Ali was being a snot for not talking with Johnny when all Johnny wanted to do was talk. There is much debate over whether Johnny or Daniel was in the right or wrong, Johnny snatched Ali's radio and slammed it in the sand and Daniel came charging at Johnny. What is sometimes mentioned but often overlooked was the fact that Ali was having an attitude.
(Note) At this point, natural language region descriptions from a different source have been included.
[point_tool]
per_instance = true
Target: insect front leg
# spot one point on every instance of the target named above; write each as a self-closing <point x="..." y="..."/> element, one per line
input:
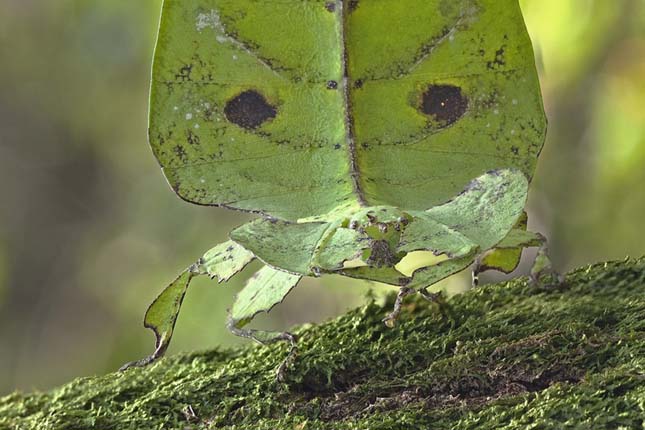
<point x="221" y="262"/>
<point x="262" y="292"/>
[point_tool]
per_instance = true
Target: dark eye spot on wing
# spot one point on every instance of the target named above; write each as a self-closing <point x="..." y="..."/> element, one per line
<point x="445" y="103"/>
<point x="249" y="110"/>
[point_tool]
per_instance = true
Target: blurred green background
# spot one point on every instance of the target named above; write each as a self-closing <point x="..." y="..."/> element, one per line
<point x="90" y="232"/>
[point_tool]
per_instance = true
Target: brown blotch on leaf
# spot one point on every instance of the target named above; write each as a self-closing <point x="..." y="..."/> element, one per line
<point x="249" y="110"/>
<point x="445" y="103"/>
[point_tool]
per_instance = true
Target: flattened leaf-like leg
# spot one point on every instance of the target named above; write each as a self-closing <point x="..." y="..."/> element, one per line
<point x="221" y="262"/>
<point x="162" y="316"/>
<point x="263" y="291"/>
<point x="506" y="256"/>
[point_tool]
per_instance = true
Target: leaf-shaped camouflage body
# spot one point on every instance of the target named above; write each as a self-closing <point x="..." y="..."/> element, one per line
<point x="295" y="108"/>
<point x="363" y="131"/>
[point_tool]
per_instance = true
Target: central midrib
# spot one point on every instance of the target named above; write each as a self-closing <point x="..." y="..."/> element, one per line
<point x="354" y="172"/>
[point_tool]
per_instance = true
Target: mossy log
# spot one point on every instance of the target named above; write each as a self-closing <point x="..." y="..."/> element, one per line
<point x="500" y="356"/>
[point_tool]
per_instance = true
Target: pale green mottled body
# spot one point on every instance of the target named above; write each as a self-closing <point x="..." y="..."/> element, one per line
<point x="361" y="131"/>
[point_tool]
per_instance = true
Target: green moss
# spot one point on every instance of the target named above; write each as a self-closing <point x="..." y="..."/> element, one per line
<point x="501" y="356"/>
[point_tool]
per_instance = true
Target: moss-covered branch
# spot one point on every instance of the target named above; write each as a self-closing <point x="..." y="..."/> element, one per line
<point x="500" y="356"/>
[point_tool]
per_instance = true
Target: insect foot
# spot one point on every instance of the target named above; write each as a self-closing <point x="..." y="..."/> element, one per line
<point x="390" y="319"/>
<point x="266" y="337"/>
<point x="543" y="275"/>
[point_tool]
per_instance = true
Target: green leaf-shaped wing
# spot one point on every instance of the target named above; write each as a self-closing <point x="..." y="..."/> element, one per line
<point x="294" y="108"/>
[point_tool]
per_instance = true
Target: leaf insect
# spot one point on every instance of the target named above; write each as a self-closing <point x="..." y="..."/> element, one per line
<point x="359" y="132"/>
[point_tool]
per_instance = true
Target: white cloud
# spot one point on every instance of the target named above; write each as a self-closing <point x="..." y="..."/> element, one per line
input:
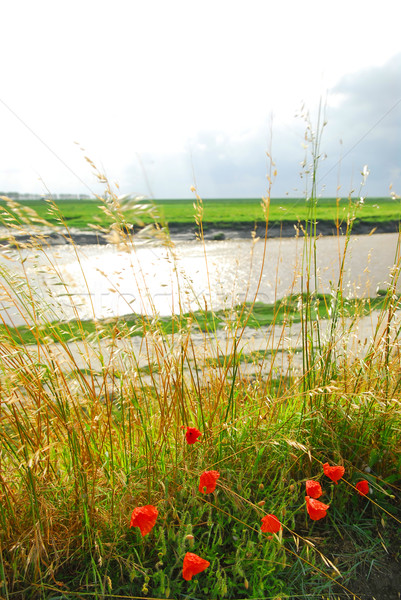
<point x="133" y="77"/>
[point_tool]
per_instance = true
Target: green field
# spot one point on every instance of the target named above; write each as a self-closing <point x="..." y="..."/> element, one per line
<point x="81" y="213"/>
<point x="94" y="426"/>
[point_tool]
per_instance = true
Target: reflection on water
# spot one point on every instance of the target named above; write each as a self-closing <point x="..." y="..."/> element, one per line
<point x="104" y="281"/>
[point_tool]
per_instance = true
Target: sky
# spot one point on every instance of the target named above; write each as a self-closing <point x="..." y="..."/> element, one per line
<point x="163" y="95"/>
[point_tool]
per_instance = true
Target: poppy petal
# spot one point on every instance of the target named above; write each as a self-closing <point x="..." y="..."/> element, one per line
<point x="207" y="481"/>
<point x="313" y="488"/>
<point x="334" y="472"/>
<point x="270" y="524"/>
<point x="193" y="564"/>
<point x="144" y="517"/>
<point x="316" y="509"/>
<point x="362" y="487"/>
<point x="192" y="435"/>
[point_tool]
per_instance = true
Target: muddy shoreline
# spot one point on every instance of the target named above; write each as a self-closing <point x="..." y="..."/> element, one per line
<point x="211" y="231"/>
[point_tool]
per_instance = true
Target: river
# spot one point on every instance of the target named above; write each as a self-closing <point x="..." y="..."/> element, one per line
<point x="93" y="281"/>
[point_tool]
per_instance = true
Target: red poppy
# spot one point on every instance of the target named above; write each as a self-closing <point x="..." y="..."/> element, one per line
<point x="313" y="489"/>
<point x="192" y="435"/>
<point x="316" y="509"/>
<point x="193" y="565"/>
<point x="208" y="480"/>
<point x="334" y="473"/>
<point x="144" y="517"/>
<point x="362" y="487"/>
<point x="270" y="524"/>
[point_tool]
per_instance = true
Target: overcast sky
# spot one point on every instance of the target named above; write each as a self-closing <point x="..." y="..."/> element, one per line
<point x="165" y="94"/>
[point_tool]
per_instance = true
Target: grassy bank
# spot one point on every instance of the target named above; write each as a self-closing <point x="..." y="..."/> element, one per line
<point x="81" y="213"/>
<point x="93" y="430"/>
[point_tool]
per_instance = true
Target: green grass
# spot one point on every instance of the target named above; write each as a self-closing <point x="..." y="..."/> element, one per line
<point x="92" y="429"/>
<point x="254" y="315"/>
<point x="81" y="213"/>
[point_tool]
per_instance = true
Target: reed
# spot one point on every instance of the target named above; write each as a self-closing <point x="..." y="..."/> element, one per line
<point x="92" y="427"/>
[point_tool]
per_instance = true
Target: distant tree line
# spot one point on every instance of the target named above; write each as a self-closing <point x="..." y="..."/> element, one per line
<point x="18" y="196"/>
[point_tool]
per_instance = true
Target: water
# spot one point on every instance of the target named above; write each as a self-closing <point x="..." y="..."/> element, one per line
<point x="106" y="281"/>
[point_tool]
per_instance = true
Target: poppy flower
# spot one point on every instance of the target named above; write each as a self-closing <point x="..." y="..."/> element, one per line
<point x="270" y="524"/>
<point x="193" y="565"/>
<point x="208" y="480"/>
<point x="192" y="435"/>
<point x="316" y="509"/>
<point x="144" y="517"/>
<point x="313" y="489"/>
<point x="334" y="473"/>
<point x="362" y="487"/>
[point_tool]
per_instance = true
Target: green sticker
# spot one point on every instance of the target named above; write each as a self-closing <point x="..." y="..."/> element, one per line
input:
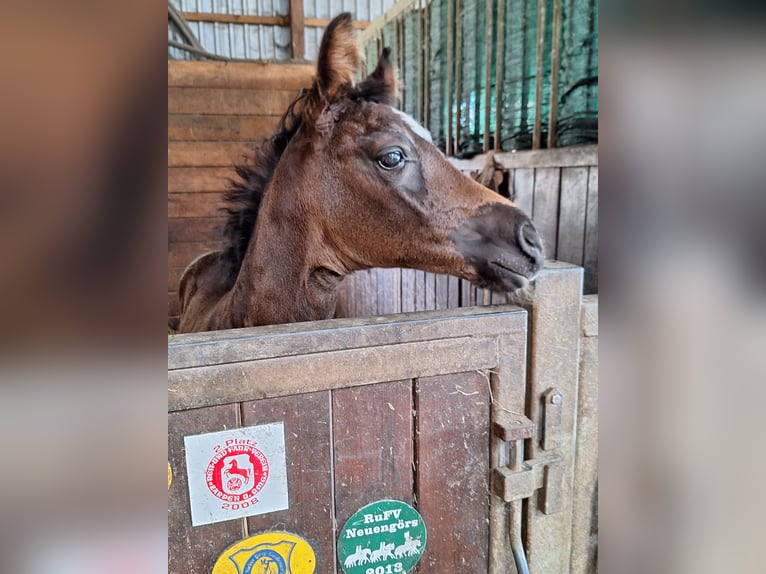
<point x="385" y="537"/>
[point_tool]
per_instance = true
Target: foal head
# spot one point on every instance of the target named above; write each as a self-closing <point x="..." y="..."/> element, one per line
<point x="363" y="186"/>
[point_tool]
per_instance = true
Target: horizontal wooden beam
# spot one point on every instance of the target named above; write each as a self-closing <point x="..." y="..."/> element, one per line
<point x="388" y="16"/>
<point x="246" y="75"/>
<point x="226" y="101"/>
<point x="264" y="20"/>
<point x="206" y="154"/>
<point x="583" y="156"/>
<point x="236" y="19"/>
<point x="220" y="128"/>
<point x="234" y="346"/>
<point x="203" y="180"/>
<point x="324" y="22"/>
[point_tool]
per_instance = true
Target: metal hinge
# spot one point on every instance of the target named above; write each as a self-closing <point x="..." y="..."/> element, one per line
<point x="516" y="478"/>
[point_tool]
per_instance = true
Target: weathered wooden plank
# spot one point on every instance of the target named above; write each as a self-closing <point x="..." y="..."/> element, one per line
<point x="581" y="156"/>
<point x="194" y="549"/>
<point x="323" y="23"/>
<point x="524" y="189"/>
<point x="360" y="295"/>
<point x="200" y="179"/>
<point x="206" y="154"/>
<point x="174" y="277"/>
<point x="229" y="101"/>
<point x="297" y="30"/>
<point x="181" y="254"/>
<point x="174" y="306"/>
<point x="231" y="346"/>
<point x="249" y="75"/>
<point x="585" y="507"/>
<point x="571" y="235"/>
<point x="373" y="445"/>
<point x="442" y="292"/>
<point x="188" y="229"/>
<point x="453" y="292"/>
<point x="508" y="383"/>
<point x="420" y="291"/>
<point x="233" y="382"/>
<point x="545" y="211"/>
<point x="220" y="128"/>
<point x="388" y="291"/>
<point x="453" y="471"/>
<point x="553" y="364"/>
<point x="308" y="453"/>
<point x="408" y="279"/>
<point x="236" y="18"/>
<point x="591" y="234"/>
<point x="189" y="205"/>
<point x="430" y="291"/>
Johnny was asking for so little, as Johnny said so himself, "All I wanted to do was talk," if Ali had cooperated about talking with Johnny, then none of what happened would've happened.


----------



## Dirty Dog (Jan 18, 2019)




----------



## drop bear (Jan 18, 2019)

Girls don't have to talk to you if they don't want to.


----------



## CB Jones (Jan 18, 2019)

Agree.

Also Daniel poured water on Johnny at the party that led to the fight.

And an Mr miyagi assaulted minors


----------



## Headhunter (Jan 19, 2019)

I really hope this is a joke thread


----------



## _Simon_ (Jan 19, 2019)

But then the epic tournament showdown may never have occurred! [emoji14]
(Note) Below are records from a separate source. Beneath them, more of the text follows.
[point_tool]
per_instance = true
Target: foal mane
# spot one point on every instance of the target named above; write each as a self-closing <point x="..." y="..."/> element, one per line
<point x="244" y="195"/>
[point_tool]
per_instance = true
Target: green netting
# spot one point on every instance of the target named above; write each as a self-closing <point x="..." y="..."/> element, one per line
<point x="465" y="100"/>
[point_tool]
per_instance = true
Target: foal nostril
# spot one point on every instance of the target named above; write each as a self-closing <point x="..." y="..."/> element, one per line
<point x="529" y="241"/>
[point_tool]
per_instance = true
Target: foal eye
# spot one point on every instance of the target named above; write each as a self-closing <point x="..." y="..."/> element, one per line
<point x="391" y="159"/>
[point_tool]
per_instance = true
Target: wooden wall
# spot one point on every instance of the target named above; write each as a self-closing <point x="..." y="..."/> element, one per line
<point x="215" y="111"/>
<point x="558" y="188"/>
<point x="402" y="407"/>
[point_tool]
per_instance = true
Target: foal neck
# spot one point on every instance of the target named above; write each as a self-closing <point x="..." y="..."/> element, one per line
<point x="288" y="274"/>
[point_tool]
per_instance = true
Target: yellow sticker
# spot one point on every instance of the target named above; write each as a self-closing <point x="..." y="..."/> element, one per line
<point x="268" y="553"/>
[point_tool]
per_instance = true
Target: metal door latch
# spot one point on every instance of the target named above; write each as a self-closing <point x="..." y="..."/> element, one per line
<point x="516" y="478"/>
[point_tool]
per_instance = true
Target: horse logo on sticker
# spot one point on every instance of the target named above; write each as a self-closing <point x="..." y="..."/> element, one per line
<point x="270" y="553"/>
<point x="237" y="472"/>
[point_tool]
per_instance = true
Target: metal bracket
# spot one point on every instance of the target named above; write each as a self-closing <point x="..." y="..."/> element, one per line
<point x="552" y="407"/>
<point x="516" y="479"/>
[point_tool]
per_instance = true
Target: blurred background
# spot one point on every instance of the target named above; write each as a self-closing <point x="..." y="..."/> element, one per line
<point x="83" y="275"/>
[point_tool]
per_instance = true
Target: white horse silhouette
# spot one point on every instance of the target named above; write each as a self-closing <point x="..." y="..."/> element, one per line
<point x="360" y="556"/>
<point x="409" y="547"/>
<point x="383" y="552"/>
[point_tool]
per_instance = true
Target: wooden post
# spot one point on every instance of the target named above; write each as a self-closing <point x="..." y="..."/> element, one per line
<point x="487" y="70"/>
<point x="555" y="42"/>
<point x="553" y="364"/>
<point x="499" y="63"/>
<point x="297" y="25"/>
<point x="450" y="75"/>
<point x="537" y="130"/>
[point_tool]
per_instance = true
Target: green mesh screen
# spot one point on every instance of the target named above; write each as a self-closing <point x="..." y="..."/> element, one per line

But yeah, she didn't have to talk to him if she didn't want to.


----------



## JR 137 (Jan 19, 2019)

Headhunter said:


> I really hope this is a joke thread


Not at all.


----------



## JR 137 (Jan 19, 2019)

PhotonGuy said:


> Ali was being a snot for not talking with Johnny when all Johnny wanted to do was talk. There is much debate over whether Johnny or Daniel was in the right or wrong, Johnny snatched Ali's radio and slammed it in the sand and Daniel came charging at Johnny. What is sometimes mentioned but often overlooked was the fact that Ali was having an attitude. Johnny was asking for so little, as Johnny said so himself, "All I wanted to do was talk," if Ali had cooperated about talking with Johnny, then none of what happened would've happened.


If she dumped him, she should’ve given him the courtesy of a reason why. Sure he was a little rude about it, but put yourself in his shoes. And at 18 years old. We’d all want answers. 

Daniel knew she was Johnny’s girl. Everyone did. He didn’t care. He just wanted what someone else already had.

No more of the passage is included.